Nuclear protesters such as Sister Rice clearly see their roles as prophetic.  The Old Testament prophets had hard jobs:  God told them to say unpopular things that usually got them thrown in jail, or worse.  But the real prophets­, as opposed to the popular and successful false prophets, were under a compulsion to bring God’s message to the people. 

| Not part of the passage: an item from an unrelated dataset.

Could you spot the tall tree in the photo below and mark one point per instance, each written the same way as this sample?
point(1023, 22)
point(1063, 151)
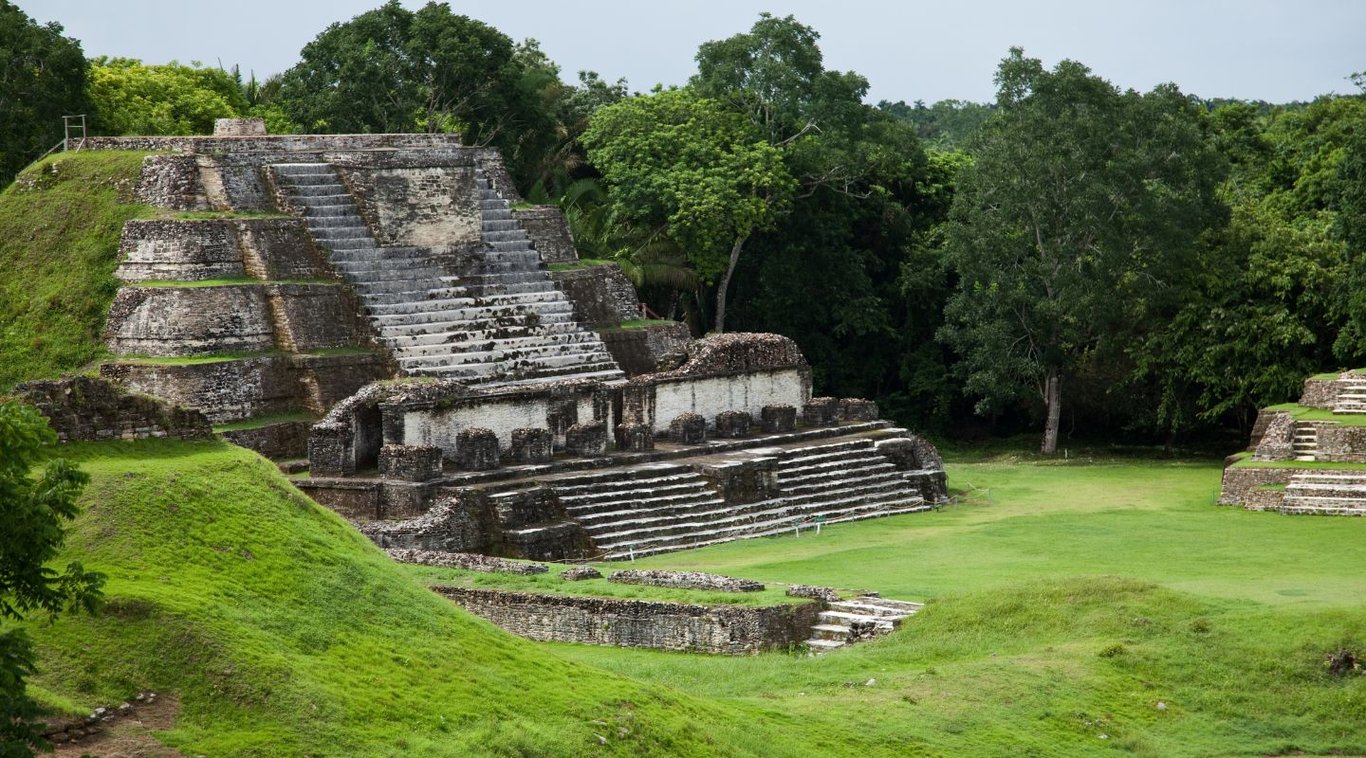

I learned of this incident via Joe Carson, a long-time Department of Energy safety officer who has his own prophetic role that his Christian faith has impelled him to play.  He has found that many areas of the U. S. government’s civil service are infected by incompetence, carelessness, and neglect of duty.  What is worse, those such as Mr. Carson who attempt to right such wrongs are often punished by their superiors for rocking the boat (going outside the organization, or “whistleblowing”), and even so-called whistleblowing defense organizations can fall victim to corruption and self-serving activities as well.  The breach of security by the protesters at the Y-12 facility revealed how vulnerable the nuclear storehouse is to attackers armed with nothing more than bolt cutters and hammers.  One wonders whether the vigor with which they were prosecuted arose more from embarrassment than from a genuine concern for national security.  Making powerful officials look bad can get you in more trouble than almost anything else.

Sr. Rice and her compatriots broke laws, it is true, but they are in a long and honorable tradition of civil disobedience that goes back at least to Martin Luther King and ultimately to the Old Testament prophets themselves.  They knew they would probably go to jail, and they did.  When convicted, Sr. Rice was quoted as saying “I regret I didn’t do this 70 years ago.” 

70 years ago, she would have been about 13, almost old enough to work in what was then a top-secret World War II uranium processing facility devoted to making the first nuclear weapons.  In Y-12’s cavernous hallways, teenage girls fresh from the surrounding Tennessee hills were hired by the dozen to sit at control panels all day, turning knobs to keep meter needles at a certain value.  The girls knew only that they got paid well and were somehow contributing to the effort to win World War II. 

Sr. Rice would have indeed had to be a prophet to have protested effectively against the U. S. effort to make the world’s first nuclear weapon with the Manhattan Project.  Almost from the beginning of the program, some of those involved harbored doubts that it was a good thing to do.  Ever since the end of the war, a small but dedicated number of people have worked to rid the world of nuclear weapons, but so far they have fought an uphill battle.  I can both wish for them to succeed, and also hope that until they do, we can keep better watch over our nuclear store than we have been doing lately. 

Sources:  I referred to several articles on various aspects of the July 28, 2012 incident:  a Knoxville News-Sentinel editorial at

http://www.knoxnews.com/news/2012/aug/10/editorial-doe-must-repair-y-12-security-and/

an article from an alternative newspaper on the trial at

http://duluthreader.com/articles/2013/05/17/1702_kabuki_dance_in_federal_court_equates_radical,

some photos of the scene of the event posted at

http://www.nukeresister.org/2012/10/22/photos-of-transform-now-plowshares-action/

and the Wikipedia articles on Y-12 and Megan Rice.  Thanks to Joe Carson for bringing this incident to my attention.